Jun 10, 2025 9:05 pm
#338 – What makes you justify your "unloving" thoughts?
Finding reasons to despise others may be rewarding, satisfactory. It gives us the podium we step on to declare our moral superiority.
Yesterday I saw this scene in a movie my husband was half-watching: a woman yells at her daughter's father, cussing, insulting, shoving him. She asks him for money and when he offers her a few $1 bills, she yells and doesn't take it. Driving away, she gives him the finger. The man stares, blank-faced.
I said, "what a toxic woman," and bit my watermelon.
But then, the following scene shows the man's hidden stash of cash.

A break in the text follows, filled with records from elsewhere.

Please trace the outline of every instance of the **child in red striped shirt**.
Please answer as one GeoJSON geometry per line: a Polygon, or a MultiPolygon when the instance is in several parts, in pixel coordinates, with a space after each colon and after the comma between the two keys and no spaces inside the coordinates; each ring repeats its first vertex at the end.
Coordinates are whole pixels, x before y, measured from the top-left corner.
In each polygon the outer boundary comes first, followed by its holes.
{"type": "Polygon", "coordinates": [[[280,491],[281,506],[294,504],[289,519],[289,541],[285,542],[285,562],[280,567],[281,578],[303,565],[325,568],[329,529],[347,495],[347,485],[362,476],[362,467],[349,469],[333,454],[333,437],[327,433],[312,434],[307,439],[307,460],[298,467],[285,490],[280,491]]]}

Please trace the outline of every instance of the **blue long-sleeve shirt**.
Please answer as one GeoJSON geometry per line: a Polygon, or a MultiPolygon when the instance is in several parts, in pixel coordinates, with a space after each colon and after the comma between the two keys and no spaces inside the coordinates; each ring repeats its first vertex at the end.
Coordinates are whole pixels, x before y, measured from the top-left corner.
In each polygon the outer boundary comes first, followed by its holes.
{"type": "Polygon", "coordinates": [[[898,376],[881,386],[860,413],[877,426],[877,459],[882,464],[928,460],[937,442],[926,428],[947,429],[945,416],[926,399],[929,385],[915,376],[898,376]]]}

Oh, wait–he's "bad?" I asked myself. So... the woman was right?
Aha! There was my Ego!
It made me assess the woman: "toxic." It said that having "hidden" cash makes someone "bad." It sentenced, "if he's bad, she's right."
But those are all lies. Because:
- I don't yell at people or shove them, but who am I to declare how others should act?

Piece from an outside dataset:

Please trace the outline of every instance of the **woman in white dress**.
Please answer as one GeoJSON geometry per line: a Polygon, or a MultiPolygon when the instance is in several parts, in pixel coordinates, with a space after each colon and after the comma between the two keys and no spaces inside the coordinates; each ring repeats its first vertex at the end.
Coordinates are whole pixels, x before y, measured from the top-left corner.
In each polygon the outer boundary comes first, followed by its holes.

- I don't think I'd stash money instead of feeding and clothing my daughter, but I might find myself in a situation where that was my only option.
- The fact that my "aggressor" is wrong doesn't make me right, if I'm also aggressive and violent towards them.

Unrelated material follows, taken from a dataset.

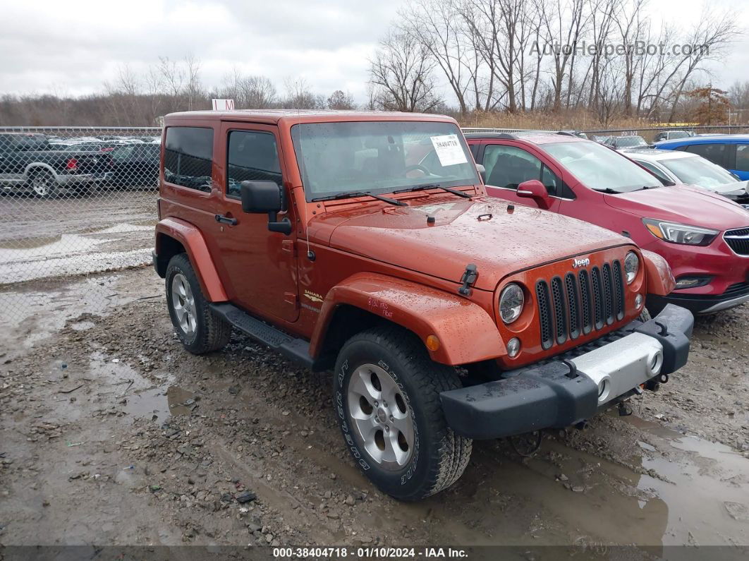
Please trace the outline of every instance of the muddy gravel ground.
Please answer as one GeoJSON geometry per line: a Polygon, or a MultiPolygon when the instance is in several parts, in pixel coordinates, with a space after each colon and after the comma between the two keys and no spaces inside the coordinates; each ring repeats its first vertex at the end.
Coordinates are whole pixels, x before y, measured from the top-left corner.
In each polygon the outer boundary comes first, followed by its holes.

Judgement, violence, and aggression are but manifestations of unloving thoughts.
You may reason all you want about why someone deserves them. But that won't make them more wholesome.
They arise from fear and separation. They mean you believe you're unlike the other person.
But you're not. We're all just humans trying to make sense of life. Some of us make more mistakes than others, but that doesn't make us bad.
In these times of extreme social and political polarization, turbulence, and fear, only love and togetherness will save us.
How will erasing unloving thoughts free you from the Ego's grip?